Although they break down conventions, all three films lack the rousing style of their American or Italian counterparts. But perhaps that’s the point: though they’re fiction, these state-produced films achieve a kind of bleak truth. Their shared theme seems simple: that white men are bad and Indians are good (or at least, not so bad); as the white men represent the imperial West and the Indians the principled Communist bloc, if you will. The films engage the Cold War in the form of cowboys and Indians, but the Western is an unlikely vehicle for this ideological battle.

Once called “the most famous Native American in East Germany,” Gojko Mitic projects a nobility and charisma in all three lead roles, embodying the films’ message of strength in face of adversity. In the first part of a three-part interview included in Great Bear’s bonus features, he recounts riding horses and wearing moccasins, detailing his rise from stuntman to leading man during the ’60s.
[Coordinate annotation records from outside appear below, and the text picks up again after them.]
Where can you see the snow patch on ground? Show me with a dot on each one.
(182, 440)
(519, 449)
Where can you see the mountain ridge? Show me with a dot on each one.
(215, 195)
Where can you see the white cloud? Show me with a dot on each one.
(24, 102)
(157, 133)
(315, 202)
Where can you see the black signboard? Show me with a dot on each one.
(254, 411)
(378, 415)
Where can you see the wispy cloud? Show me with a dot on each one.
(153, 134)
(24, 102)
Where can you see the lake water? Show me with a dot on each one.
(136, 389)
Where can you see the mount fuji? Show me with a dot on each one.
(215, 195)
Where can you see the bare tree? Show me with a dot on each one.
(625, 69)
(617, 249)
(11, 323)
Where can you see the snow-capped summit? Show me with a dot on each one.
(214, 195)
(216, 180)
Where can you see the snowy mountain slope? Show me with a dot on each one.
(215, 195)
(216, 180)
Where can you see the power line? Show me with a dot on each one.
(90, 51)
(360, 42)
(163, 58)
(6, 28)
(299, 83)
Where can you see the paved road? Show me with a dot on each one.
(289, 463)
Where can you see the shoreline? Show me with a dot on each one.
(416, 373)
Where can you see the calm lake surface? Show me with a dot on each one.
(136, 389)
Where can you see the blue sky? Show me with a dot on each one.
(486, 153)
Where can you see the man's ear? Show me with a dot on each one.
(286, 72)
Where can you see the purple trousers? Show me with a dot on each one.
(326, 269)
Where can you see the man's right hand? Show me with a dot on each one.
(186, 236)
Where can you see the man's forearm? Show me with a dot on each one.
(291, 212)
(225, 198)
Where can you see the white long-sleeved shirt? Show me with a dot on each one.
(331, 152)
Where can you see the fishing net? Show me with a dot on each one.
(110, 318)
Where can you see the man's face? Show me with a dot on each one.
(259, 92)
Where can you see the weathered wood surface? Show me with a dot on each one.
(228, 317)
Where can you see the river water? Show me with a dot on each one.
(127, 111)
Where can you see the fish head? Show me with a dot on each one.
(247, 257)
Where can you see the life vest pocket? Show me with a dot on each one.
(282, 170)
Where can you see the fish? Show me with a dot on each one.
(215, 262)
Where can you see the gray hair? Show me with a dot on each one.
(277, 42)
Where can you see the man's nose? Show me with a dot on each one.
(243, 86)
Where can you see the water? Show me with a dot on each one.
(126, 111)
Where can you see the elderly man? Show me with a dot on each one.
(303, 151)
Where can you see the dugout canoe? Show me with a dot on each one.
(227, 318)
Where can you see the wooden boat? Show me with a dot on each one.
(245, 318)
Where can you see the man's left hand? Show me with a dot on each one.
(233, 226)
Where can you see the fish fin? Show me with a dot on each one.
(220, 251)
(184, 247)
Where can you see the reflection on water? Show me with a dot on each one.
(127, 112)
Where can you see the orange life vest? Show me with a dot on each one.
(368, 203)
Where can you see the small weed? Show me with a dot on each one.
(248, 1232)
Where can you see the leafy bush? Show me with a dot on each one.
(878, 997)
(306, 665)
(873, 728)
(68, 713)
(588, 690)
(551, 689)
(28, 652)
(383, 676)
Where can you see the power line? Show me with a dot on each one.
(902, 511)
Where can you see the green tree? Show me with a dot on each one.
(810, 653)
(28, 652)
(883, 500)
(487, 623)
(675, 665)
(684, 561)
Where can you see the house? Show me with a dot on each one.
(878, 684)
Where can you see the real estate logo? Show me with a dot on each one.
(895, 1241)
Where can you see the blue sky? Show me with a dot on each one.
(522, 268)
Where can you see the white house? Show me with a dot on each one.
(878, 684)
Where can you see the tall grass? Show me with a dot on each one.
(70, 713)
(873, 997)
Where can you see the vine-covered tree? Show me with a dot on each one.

Likewise, interviews about Chingachgook and Apaches are little more than fond remembrances, with the Apaches version clocking in at just under two minutes.

More valuable are the film notes and biographies included on each disc. The notes help the viewer understand the films’ contexts, in particular that they were huge successes starring an enormously popular actor. Like so many myths of the West, these three films are lessons in contrast. They are valuable and interesting, if not exactly filled with pulse-pounding entertainment.